Development of a SARS-CoV-2 spike protein binding assay using human epithelial cells for COVID-19 therapy discovery and development

The urgency of the current COVID-19 pandemic needs new treatments to be developed as quickly and as safely as possible. Whatever comes out of the many labs involved in these efforts needs to be tested in a variety of ways to help us know if they will work when given to people who might be infected by SARS-CoV-2, the virus which causes COVID-19\. For the virus to cause this disease, it needs to get inside some of our cells where it can survive, multiply and then infect other cells in the body.

To do this, the virus first needs to latch onto our cells. For this, it uses a specific part on the outside of the virus, the 'spike', to fasten onto special parts on the outside of our cells ('receptors') to which if fits, like a key fits a lock.

This project will recapitulate this first essential step of viral infection allowing us to test new treatments 'in a dish' in order to support the therapeutic discovery effort against COVID-19\. Whilst models to support this development are available using systems with purified components of cells (using the 'receptors' the virus uses for entry), or, using the intact virus, there is a lack of cellular models that can be used in a simple manner for testing the impact of drugs, and antibodies arising from vaccination, on specific steps of viral entry into human cells.

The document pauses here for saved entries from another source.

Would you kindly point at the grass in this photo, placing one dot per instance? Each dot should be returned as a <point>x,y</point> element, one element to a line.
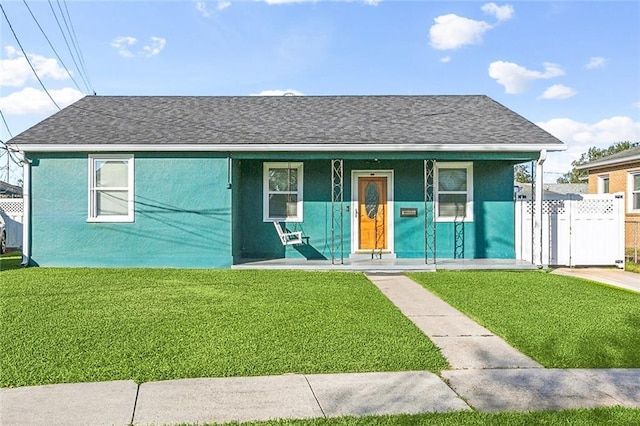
<point>561,322</point>
<point>77,325</point>
<point>583,417</point>
<point>632,267</point>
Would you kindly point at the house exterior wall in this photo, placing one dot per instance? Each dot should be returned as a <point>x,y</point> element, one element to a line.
<point>489,235</point>
<point>182,214</point>
<point>192,211</point>
<point>618,182</point>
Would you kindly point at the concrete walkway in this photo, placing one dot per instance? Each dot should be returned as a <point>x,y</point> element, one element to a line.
<point>611,276</point>
<point>463,342</point>
<point>487,375</point>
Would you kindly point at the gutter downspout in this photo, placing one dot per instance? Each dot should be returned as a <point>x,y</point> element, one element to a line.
<point>26,219</point>
<point>537,211</point>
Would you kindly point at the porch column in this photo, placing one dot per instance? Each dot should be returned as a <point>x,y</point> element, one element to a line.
<point>337,209</point>
<point>537,210</point>
<point>26,211</point>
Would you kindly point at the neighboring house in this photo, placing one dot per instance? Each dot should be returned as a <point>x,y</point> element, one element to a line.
<point>199,181</point>
<point>524,191</point>
<point>619,172</point>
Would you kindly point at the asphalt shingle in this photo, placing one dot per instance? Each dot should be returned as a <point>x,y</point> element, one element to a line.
<point>175,120</point>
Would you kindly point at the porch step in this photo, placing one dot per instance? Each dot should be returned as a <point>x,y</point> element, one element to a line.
<point>355,257</point>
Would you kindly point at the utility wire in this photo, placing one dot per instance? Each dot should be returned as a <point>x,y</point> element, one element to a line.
<point>27,58</point>
<point>68,47</point>
<point>77,44</point>
<point>51,45</point>
<point>5,123</point>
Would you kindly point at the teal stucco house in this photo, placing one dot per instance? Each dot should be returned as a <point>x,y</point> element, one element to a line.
<point>211,182</point>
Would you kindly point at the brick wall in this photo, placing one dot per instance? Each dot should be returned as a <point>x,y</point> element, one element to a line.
<point>618,182</point>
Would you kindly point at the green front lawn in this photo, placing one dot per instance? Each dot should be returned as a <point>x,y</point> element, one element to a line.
<point>583,417</point>
<point>77,325</point>
<point>561,322</point>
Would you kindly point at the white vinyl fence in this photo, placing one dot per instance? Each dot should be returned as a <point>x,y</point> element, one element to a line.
<point>577,230</point>
<point>11,210</point>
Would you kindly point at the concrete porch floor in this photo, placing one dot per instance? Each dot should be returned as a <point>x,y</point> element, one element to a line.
<point>384,265</point>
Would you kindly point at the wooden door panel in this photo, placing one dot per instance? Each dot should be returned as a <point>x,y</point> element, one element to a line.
<point>372,213</point>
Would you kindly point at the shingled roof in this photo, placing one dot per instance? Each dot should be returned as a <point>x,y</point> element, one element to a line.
<point>630,155</point>
<point>321,121</point>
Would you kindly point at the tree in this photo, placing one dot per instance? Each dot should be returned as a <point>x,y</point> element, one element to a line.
<point>593,154</point>
<point>522,173</point>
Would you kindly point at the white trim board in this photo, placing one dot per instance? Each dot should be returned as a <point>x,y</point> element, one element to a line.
<point>284,147</point>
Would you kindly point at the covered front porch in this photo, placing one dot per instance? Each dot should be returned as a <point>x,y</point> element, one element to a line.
<point>384,265</point>
<point>323,200</point>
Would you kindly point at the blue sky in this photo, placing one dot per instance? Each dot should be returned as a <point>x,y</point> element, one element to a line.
<point>571,67</point>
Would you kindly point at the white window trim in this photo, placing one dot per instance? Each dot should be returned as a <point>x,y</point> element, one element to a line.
<point>630,191</point>
<point>469,208</point>
<point>265,190</point>
<point>601,179</point>
<point>92,214</point>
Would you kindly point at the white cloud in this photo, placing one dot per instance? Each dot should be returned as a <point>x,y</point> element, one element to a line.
<point>288,1</point>
<point>453,31</point>
<point>517,79</point>
<point>34,101</point>
<point>201,7</point>
<point>502,13</point>
<point>596,62</point>
<point>579,137</point>
<point>287,92</point>
<point>122,44</point>
<point>15,70</point>
<point>152,48</point>
<point>276,2</point>
<point>558,91</point>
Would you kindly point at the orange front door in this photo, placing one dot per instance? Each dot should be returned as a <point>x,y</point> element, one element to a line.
<point>372,213</point>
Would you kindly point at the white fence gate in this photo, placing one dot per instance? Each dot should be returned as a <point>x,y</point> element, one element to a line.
<point>11,210</point>
<point>577,230</point>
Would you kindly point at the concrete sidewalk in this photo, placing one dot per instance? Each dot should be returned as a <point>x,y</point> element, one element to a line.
<point>463,342</point>
<point>615,277</point>
<point>487,375</point>
<point>322,395</point>
<point>228,399</point>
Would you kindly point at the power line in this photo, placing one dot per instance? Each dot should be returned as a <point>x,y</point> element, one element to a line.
<point>51,45</point>
<point>27,58</point>
<point>77,44</point>
<point>5,123</point>
<point>68,47</point>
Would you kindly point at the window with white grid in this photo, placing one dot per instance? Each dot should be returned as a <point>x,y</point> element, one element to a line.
<point>454,191</point>
<point>634,191</point>
<point>111,188</point>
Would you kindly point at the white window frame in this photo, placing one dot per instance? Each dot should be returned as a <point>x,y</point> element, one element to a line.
<point>631,191</point>
<point>265,191</point>
<point>601,181</point>
<point>93,190</point>
<point>468,165</point>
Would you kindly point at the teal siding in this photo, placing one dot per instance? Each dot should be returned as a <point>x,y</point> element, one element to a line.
<point>188,214</point>
<point>182,214</point>
<point>490,235</point>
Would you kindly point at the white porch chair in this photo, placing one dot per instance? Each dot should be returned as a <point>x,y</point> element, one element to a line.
<point>288,238</point>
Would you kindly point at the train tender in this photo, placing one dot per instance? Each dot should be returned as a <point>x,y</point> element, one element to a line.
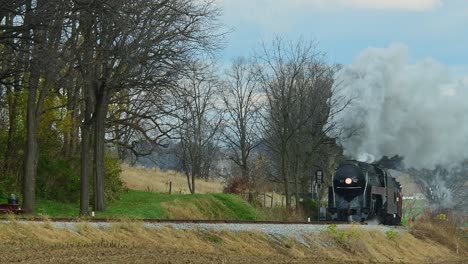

We intend to develop a 'cell-based' model using human cells (including cells lining the lung, which are known to be a key site of entry for the virus) and SARS-CoV-2 purified spike protein. This biological model will enable us and our industrial partners to test their therapeutics on a very specific step vital for viral infection. We will use advanced imaging techniques to visualise this binding of the viral spike protein to human cells, and, we will then be able to test how drugs, or other agents such as antibodies generated by a vaccine, impact this specific step of viral entry.

This will then enable candidate drugs to be selected as therapeutics, improved versions of drugs to be developed or support the selection of vaccines that generate protective antibodies against the virus.